Не дремала и Церковь, которую Петр восстановил против себя своими указами… В результате родился опаснейший слух, который умело поддерживали заговорщики: будто Петр решил уничтожить отеческое православие. Так объясняли все его прогрессивные законы о свободе вероисповедания, о запрещении преследований раскольников, о секуляризации церковных земель. Говорили, что Царь так ведет себя в церкви, потому что ненавидит истинную веру и оттого преследует «истинно православную жену» (кстати, «истинно православная», став Императрицей, проведет ту же секуляризацию, но не забудет при этом славить православие, усердно молиться и ходить на богомолье).
Но самым страшным для репутации Петра оказалось «второе чудо Бранденбургского дома» – как назвал его Фридрих Великий.
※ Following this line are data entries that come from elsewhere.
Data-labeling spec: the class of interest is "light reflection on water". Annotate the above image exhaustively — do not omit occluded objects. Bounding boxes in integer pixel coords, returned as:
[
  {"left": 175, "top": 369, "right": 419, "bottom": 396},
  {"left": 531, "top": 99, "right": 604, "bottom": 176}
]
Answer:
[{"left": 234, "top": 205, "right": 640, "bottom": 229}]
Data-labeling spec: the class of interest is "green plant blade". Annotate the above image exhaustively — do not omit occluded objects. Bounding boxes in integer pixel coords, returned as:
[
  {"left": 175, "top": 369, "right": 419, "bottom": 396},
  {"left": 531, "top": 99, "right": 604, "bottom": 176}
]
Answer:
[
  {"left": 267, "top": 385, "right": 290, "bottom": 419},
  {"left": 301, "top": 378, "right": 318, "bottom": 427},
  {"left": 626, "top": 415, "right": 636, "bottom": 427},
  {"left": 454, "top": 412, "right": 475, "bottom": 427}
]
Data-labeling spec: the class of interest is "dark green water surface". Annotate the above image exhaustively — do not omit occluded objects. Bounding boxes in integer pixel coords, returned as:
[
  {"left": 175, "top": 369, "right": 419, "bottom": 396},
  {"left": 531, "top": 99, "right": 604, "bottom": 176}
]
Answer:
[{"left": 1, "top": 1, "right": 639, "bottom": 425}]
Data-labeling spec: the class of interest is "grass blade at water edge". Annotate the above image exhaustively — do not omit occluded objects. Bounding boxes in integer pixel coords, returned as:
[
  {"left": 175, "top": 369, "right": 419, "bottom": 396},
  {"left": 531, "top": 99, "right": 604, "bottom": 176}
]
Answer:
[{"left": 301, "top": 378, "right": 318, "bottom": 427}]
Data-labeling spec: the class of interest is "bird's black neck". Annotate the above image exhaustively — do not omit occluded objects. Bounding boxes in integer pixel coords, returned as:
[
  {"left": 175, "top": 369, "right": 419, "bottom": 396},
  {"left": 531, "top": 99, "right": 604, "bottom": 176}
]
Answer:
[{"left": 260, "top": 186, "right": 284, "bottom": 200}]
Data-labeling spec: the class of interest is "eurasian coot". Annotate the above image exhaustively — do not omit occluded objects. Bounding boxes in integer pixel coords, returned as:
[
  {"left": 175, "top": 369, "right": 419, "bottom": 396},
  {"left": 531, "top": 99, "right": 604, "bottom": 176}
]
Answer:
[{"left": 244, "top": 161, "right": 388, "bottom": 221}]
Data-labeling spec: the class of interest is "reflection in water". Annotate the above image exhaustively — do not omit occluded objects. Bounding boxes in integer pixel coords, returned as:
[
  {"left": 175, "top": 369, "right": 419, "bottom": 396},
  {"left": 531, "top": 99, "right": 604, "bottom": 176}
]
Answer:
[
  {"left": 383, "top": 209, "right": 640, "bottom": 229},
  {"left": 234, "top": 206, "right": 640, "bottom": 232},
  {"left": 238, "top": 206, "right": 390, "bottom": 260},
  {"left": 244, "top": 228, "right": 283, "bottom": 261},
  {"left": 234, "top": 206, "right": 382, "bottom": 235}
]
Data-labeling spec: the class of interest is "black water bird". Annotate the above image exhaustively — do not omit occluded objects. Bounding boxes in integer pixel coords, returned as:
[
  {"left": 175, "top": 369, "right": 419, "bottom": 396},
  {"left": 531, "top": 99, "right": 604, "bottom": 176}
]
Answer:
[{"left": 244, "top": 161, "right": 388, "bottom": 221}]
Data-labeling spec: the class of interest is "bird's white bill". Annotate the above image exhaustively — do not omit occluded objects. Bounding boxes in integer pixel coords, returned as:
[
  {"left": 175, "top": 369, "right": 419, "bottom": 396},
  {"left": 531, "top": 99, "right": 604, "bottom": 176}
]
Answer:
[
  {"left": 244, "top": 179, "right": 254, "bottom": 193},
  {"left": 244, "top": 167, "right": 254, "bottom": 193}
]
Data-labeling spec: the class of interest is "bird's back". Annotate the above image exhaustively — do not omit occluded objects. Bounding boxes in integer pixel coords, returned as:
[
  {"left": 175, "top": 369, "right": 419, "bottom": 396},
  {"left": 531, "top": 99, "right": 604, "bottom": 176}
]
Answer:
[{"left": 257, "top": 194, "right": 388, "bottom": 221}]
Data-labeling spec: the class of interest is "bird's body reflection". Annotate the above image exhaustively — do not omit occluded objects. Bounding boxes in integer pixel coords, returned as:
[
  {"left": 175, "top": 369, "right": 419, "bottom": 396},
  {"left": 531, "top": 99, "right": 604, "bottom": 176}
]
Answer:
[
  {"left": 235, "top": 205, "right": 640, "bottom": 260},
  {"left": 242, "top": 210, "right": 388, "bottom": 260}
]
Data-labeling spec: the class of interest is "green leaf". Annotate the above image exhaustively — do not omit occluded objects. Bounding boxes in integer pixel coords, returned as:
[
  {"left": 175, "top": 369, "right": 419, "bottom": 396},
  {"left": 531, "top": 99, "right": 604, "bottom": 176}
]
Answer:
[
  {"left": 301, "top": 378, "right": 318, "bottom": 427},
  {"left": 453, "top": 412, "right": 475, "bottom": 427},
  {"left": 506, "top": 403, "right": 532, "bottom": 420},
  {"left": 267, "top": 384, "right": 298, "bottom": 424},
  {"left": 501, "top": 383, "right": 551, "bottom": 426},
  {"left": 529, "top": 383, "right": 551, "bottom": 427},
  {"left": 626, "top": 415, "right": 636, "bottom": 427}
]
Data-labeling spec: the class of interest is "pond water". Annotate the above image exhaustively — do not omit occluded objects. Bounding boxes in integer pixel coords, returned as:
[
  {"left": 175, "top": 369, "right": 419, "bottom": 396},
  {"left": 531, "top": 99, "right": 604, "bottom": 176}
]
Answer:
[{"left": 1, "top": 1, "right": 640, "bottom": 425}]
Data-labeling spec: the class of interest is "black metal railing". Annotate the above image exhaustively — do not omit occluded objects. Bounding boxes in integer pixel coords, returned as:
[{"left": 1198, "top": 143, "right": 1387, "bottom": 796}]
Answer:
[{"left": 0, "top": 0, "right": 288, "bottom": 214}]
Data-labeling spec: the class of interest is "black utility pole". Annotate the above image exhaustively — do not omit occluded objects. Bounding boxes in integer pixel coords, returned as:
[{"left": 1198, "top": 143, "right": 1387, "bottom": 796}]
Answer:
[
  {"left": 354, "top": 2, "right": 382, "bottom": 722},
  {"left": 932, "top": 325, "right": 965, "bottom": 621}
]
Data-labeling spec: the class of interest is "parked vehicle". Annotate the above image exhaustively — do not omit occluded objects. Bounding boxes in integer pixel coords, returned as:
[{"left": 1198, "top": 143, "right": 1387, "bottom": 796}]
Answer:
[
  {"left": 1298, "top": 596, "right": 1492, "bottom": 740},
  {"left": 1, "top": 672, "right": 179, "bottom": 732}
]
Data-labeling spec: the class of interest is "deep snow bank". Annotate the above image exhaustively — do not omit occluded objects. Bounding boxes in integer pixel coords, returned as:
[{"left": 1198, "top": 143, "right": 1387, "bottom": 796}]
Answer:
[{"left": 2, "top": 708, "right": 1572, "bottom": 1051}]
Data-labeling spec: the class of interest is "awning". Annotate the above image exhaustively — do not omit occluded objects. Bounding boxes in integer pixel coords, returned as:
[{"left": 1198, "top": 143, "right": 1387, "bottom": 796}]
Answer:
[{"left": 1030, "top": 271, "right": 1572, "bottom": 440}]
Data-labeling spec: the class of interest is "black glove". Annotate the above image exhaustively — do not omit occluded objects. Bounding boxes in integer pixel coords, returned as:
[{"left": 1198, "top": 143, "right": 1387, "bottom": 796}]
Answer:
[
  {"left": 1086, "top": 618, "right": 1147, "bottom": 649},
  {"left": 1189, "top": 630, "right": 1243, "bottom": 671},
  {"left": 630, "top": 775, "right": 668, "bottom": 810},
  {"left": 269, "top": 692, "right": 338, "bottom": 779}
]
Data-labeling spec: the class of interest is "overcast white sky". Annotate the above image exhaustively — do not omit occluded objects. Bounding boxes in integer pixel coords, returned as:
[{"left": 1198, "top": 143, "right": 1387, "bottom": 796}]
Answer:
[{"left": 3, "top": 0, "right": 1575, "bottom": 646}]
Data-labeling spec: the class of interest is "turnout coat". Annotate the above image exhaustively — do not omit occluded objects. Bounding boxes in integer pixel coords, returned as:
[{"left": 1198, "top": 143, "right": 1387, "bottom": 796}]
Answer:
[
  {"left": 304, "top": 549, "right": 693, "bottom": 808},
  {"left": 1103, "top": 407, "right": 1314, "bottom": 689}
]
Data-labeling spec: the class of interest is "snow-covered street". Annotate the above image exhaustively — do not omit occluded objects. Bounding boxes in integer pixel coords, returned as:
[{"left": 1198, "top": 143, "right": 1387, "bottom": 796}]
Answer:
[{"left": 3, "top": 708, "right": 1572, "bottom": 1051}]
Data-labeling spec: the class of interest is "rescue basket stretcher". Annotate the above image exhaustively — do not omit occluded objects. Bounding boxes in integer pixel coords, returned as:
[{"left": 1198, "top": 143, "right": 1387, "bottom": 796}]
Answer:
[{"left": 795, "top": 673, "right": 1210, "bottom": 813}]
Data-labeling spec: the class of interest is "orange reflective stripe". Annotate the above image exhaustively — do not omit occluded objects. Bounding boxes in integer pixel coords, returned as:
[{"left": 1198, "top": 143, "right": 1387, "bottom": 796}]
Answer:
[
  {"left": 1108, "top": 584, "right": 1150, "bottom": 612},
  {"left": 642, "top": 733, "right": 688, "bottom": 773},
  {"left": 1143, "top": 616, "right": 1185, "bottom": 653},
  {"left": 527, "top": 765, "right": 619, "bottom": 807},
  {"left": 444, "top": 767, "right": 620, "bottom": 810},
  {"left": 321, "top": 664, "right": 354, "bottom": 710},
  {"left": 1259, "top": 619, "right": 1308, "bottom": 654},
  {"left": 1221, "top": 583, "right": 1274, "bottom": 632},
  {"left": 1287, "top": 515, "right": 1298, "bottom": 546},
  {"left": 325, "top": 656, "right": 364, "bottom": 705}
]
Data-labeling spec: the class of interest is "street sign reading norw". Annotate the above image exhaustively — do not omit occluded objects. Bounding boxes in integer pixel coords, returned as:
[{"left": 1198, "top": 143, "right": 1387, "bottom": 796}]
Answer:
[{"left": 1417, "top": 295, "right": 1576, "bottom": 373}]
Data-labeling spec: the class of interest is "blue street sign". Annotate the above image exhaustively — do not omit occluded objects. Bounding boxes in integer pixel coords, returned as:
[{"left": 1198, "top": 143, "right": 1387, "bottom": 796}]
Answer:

Императрица Елизавета скончалась. Мир с поверженным Фридрихом, возвращение земель, захваченных русским войском, – этого не могли простить ему ни армия, ни гвардия, ни общество. В отдельном параграфе мирного договора с Фридрихом говорилось: «…оба государя, искренне желая соединиться еще теснее для безопасности своих владений и для взаимных выгод, согласились приступить немедленно к заключению союза». Это был новый военный союз со вчерашним врагом против вчерашних друзей – Дании и Австрии.